Однако то, что говорили представители низов, не имело моральной силы в глазах респектабельной публики. Поэтому обратимся к Лиру. Король, пусть безвластный и нищий, но именно потому ставший символом высшей нравственности,— разве он не заявил:
Богач надменный! Стань на место бедных,
Почувствуй то, что чувствуют они,
И дай им часть от своего избытка
В знак высшей справедливости небес.
«Король Лир», III, 4
Наконец, вспомним кредо Тимона Афинского: кто он — олицетворение феодального мотовства или выразитель евангельской притчи «дарение — благо» — в данном случае безразлично, важно лишь, какой смысл «его слова» приобретали в Англии тех дней:
…И что мы можем назвать своей полной собственностью, если не имущество наших друзей? О, какое драгоценное утешение заключается в мысли, что такое множество людей может, подобно братьям, располагать состоянием друг друга!
«Тимон Афинский», I, 2
Итак, уравнительные идеи, которые в первых произведениях Шекспира проповедовали представители низов, в период зрелости драматурга исходят из уст «прозревших» представителей верхов. Правда, в последнем случае перед нами скорее мотивы евангельской благотворительности, нежели свидетельство осознания несправедливости существующего строя. Но вот другой пример: мысль об идеальном устройстве общества, высказанная представителем «правителей», оказавшимся (в результате бури) на пустынном острове. Гонзало («старый честный советник короля неаполитанского») говорит:
И королем бы здесь я стал, то, что бы
Устроил я?… Устроил бы я в этом государстве
Иначе все, чем принято у нас.
Я отменил бы всякую торговлю,
Чиновников, судей я упразднил бы…
Я б уничтожил бедность и богатство,
.Здесь не было бы ни рабов, ни слуг…
Ни прав наследственных, ни договоров,
Ни огораживания земель.
«Буря», II, 1
Перед нами противопоставление справедливого строя («возможного» на «неведомом острове») подразумеваемому несправедливому строю (на родине). Упоминание об огораживаниях как об одном из наиболее вопиющих воплощений этой несправедливости весьма характерно. И хотя в мечтаниях Гонзало нетрудно разглядеть мотивы, почерпнутые из описаний быта «дикарей» в новооткрытых землях, тем не менее как они созвучны «Утопии» Мора!

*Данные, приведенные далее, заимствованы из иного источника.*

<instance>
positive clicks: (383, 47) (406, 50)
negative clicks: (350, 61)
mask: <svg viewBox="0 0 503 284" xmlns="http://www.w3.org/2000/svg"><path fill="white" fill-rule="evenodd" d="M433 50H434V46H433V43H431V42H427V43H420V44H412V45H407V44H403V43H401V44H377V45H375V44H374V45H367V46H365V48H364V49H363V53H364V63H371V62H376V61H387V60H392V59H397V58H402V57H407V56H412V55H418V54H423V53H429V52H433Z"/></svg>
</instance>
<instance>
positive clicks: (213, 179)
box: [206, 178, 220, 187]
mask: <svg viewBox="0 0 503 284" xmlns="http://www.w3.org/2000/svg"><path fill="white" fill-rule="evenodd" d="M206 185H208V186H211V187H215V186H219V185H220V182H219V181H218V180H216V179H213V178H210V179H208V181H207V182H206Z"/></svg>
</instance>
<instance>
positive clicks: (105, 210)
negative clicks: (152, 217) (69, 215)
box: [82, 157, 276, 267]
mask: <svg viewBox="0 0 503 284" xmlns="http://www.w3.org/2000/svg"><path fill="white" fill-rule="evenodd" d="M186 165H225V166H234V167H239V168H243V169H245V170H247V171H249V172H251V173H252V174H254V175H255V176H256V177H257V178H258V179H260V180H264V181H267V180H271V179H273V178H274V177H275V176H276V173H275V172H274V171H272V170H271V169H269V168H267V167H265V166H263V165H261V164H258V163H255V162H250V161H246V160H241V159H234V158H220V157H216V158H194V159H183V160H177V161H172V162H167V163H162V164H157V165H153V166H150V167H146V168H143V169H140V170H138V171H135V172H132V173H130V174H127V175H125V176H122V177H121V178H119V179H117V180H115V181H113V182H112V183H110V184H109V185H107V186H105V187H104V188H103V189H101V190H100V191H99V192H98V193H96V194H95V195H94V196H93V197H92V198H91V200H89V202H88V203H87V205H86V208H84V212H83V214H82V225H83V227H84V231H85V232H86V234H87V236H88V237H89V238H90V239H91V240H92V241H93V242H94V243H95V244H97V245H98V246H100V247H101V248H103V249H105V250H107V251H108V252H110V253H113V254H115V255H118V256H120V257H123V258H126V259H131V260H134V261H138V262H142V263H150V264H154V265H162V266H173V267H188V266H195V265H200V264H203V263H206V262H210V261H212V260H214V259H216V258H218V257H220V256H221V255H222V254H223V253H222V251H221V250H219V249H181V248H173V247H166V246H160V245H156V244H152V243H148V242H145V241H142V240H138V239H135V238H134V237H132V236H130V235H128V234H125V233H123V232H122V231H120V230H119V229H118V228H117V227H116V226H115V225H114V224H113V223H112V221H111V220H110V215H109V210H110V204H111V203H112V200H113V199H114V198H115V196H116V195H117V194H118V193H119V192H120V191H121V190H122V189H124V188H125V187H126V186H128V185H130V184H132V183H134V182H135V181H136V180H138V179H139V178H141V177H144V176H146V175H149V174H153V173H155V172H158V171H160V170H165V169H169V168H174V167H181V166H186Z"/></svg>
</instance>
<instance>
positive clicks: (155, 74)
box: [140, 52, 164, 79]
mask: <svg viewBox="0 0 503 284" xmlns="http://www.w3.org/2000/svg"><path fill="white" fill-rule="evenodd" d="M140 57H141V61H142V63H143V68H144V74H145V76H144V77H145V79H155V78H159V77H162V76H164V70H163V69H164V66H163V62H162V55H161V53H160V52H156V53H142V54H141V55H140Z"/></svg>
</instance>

Наконец, вспомним восклицание Имогены в пьесе «Цимбелин» (III, 6):
О, если бы на земле существовали
Такие короли, под чьим господством
Исчезли б рабство, голод и нужда,
Дворцы такие, где одна лишь совесть
Мерилом бы величия служила.
Разумеется, контекст этих идей от пьесы к пьесе меняется, меняются и «эпоха», к которой они относятся, и «география» их распространения. Не сомневаемся, анализ этих идей в контексте надлежащих драм выявил бы не только разнородность обстановки, которой они были навеяны, но и различия их по существу. Однако сама возможность «составить» цепочку социально-утопических, уравнительных идей (первое упоминание которых мы находим в «Генрихе VI», а последнее — в «Цимбелине») приобретает важное значение для понимания специфики шекспировского историзма.

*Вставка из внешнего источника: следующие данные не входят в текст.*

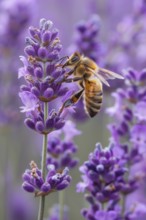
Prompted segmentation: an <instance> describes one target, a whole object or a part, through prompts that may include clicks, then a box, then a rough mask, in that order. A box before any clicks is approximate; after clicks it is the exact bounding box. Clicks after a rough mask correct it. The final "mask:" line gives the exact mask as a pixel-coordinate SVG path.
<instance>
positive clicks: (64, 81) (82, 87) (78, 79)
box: [64, 77, 83, 88]
mask: <svg viewBox="0 0 146 220" xmlns="http://www.w3.org/2000/svg"><path fill="white" fill-rule="evenodd" d="M79 80H83V77H74V78H69V79H65V80H64V82H67V83H70V82H76V81H79ZM82 88H83V87H82Z"/></svg>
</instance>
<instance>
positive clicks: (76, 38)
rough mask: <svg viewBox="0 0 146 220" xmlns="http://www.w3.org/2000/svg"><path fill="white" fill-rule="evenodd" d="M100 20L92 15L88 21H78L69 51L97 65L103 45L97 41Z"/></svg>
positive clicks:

Итак, народные низы в хрониках Шекспира, даже когда они лишь словесно выражают свое отношение к происходящему на вершине власти,— великая историческая сила, в конечном счете — сила, решающая судьбы противоборствующих «партий». Постоянно исходящая от народа угроза активного вмешательства в ход исторических событий заставляет правителей действовать с оглядкой на него. Так или иначе — без «голоса народа» не происходит ни одно крупное событие в политической жизни страны. Но в то же время народные низы — сила стихийная; оказавшись на политической сцене, они тотчас же обнаруживают политическую незрелость, наивность. Характерно, что Шекспир в такой же мере отказывает восставшим низам в разумности действий (усматривая в последних лишь силу, разрушительную для государственного начала и, следовательно, с его точки зрения, столь же пагубную для блага самих восставших), в какой наделяет их высшей мудростью, когда они выступают в роли посторонних наблюдателей, судей политики власть имущих. В то же время сами низы отнюдь не склонны прислушиваться к устрашающим назиданиям «старшего брата» по поводу пагубности их действий: когда они оказываются на грани, за которой дальнейшее ухудшение уже невозможно, на грани отчаяния — они восстают. По этой причине всякое активное действие с их стороны может только вселять надежду на улучшение. Отсюда неустрашимость восставшего народа. И тем не менее не подлежит сомнению, что гуманистический идеал «гармонии в государстве», отразившийся в творениях Шекспира, основывался на сохранении и существующей монархии и унаследованного сословно-иерархического строя, при том, однако, непременном условии, чтобы этот строй базировался на принципе «взаимной полезности» и «добрососедства». В противном случае он теряет всякое разумное основание.
Глава VI
ХРОНИКИ В ЗЕРКАЛЕ ИСТОРИИ
Драма историй — неоценимая школа. Среди вещей, о которых человеку ради его же собственного блага следовало бы знать как можно больше, важное место занимает историческое прошлое народов. История! Как много мы хотели бы от нее узнать и, увы, как мало подчас она нам сообщает, как мало в состоянии сообщить!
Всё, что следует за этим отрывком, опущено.